This week’s best streaming: from The War Of Others to The Outs

Life and Death Row: Love Triangle
Life and Death Row: Love Triangle

Vice.com

The War Of Others

Another remarkable film from Vice, which seems increasingly willing to go where established channels fear to tread. This new offering sees Sebastian Weis of its German team visit Kobani in Syria to explore how the conflict is drawing in volunteers from around the world. Weis meets Canadians, Germans, Poles and Italians who have arrived in Syria both to fight Isis and to try and rebuild the country’s shattered infrastructure.

Available now

BBC iPlayer

Life And Death Row: Love Triangle

Making A Murderer might be the most zeitgeisty recent true-crime hit, but BBC3 has had a serialised crime documentary strand of its own ticking over for a few years now. On 25 April, Life And Death Row returns with two daily 10-minute episodes that tell a prisoner’s story over a four day period. Viewers will also be able to explore the details of the case by examining real-life evidence on the BBC website. This time it tracks the case of Emilia Carr, on death row in Florida, having been convicted of the murder of a love rival. Is Carr a sociopath or an innocent lured to her destruction? And is every tangled murder case now destined to be filmed and streamed online?

Available from Monday

Podcast

Line Noise

Lovers of glitchy and graceful electronica have hit the jackpot with this ongoing podcast from journalists-slash-DJs Philip Sherburne and Ben Cardew. The latest edition comprises Sherburne’s set at Barcelona’s Lapsus festival. But earlier instalments find them discussing everything from Matmos to Moodymann with an engaging thoughtfulness that’s rare for the subject matter.

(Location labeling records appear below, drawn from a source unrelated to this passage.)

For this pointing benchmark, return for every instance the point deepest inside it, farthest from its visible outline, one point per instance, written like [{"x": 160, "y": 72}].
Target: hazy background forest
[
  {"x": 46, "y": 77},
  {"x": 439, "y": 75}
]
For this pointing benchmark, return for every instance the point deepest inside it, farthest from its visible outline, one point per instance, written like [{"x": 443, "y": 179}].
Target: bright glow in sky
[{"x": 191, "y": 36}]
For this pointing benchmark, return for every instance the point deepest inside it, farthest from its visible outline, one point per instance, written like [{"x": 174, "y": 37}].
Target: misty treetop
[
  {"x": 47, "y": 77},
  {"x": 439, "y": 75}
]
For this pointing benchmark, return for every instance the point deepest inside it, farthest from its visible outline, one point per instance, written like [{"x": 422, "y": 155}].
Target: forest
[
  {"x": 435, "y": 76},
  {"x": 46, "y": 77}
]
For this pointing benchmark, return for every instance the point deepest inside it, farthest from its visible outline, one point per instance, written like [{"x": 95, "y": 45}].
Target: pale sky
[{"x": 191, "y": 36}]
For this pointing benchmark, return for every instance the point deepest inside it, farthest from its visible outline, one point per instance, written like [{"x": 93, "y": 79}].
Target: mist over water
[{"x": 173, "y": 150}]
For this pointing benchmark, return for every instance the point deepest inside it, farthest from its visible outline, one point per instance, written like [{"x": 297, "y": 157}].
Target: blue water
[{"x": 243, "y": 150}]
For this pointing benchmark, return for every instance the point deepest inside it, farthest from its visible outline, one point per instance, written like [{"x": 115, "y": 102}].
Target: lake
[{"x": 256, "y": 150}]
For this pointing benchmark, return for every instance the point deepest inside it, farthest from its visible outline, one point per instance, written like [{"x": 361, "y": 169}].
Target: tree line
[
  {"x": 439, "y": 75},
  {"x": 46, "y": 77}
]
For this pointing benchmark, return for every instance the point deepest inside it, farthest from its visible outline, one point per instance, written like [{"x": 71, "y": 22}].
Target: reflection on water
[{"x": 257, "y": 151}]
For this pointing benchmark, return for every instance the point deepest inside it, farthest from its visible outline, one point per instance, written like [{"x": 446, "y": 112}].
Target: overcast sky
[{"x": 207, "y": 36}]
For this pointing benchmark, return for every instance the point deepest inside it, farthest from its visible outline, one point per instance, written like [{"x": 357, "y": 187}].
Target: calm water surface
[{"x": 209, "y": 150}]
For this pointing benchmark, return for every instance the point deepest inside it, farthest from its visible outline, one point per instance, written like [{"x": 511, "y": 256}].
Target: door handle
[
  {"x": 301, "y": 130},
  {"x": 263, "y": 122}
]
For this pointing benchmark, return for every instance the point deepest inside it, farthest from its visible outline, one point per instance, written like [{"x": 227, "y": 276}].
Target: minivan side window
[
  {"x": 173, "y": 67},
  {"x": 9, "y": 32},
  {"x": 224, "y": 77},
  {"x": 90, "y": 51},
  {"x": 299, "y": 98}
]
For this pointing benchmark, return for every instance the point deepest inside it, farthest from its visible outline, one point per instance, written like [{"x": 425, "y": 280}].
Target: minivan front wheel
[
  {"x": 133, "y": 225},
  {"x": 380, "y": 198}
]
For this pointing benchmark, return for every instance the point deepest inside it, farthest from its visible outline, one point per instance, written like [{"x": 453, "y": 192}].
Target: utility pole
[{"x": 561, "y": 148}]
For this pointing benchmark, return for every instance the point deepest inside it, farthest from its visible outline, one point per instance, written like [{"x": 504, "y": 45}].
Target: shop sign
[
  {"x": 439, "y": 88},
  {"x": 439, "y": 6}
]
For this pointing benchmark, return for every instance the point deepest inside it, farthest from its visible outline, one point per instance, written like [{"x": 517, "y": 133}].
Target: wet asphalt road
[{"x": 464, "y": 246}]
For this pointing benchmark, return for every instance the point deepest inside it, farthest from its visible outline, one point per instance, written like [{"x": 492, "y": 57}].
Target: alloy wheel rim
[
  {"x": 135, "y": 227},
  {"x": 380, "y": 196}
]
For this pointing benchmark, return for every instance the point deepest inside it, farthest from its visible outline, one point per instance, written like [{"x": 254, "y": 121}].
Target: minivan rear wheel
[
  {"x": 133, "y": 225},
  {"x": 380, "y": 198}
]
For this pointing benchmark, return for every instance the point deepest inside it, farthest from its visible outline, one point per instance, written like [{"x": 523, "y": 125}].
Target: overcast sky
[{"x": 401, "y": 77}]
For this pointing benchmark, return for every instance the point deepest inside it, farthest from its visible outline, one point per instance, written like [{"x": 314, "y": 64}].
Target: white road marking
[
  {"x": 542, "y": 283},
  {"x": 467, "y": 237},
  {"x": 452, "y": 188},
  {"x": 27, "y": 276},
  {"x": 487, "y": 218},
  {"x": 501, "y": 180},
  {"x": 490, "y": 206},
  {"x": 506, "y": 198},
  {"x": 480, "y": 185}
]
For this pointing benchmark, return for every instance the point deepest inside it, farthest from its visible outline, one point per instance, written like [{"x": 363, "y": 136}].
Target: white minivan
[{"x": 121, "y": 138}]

Available now with new episodes added regularly

All4

A Very British Coup

It’s easy to underestimate the sheer scale and range of Channel 4’s catch-up and archive service All4. Take A Very British Coup, for example. This 1988 drama in which a hard-left Labour leader from Sheffield becomes prime minister – which, in turn, leads to all manner of hidden-state sabotage – seemed far-fetched at the time. In fairness, it seems far-fetched now. Even so, given the treatment meted out to the current leader of the opposition, it’s not without prescience or pertinence.

Available now

Netflix

Ajin: Demi-Human

With the upcoming Hollywood remake of manga classic Ghost In The Shell garnering negative attention for its casting of white actors, it’s Netflix to the rescue with an unproblematic anime fix. Japanese high-schooler Kei is killed in a traffic accident, only to return from the dead as an immortal Ajin. He’s soon forced on the run by those targeting him for his unusual ability, in a gripping series complete with a wonderfully catchy theme song 

Available now

Vimeo

The Outs

Netflix and Amazon Prime are far from the only big streaming players out there. Premium video-sharing site Vimeo is the latest firm to launch its own original content arm, having snapped up this formerly Kickstarter-funded webseries that’s drawn comparisons with the likes of Broad City and Master Of None. The premise? A humanising look at gay millennial life in Brooklyn that steers clear of cliches. Showrunner Adam Goldman stars as Mitchell, a cardigan-wearing worrier with a troublesome ex. Catch up with the first series for free at theouts.com before launching into the latest run.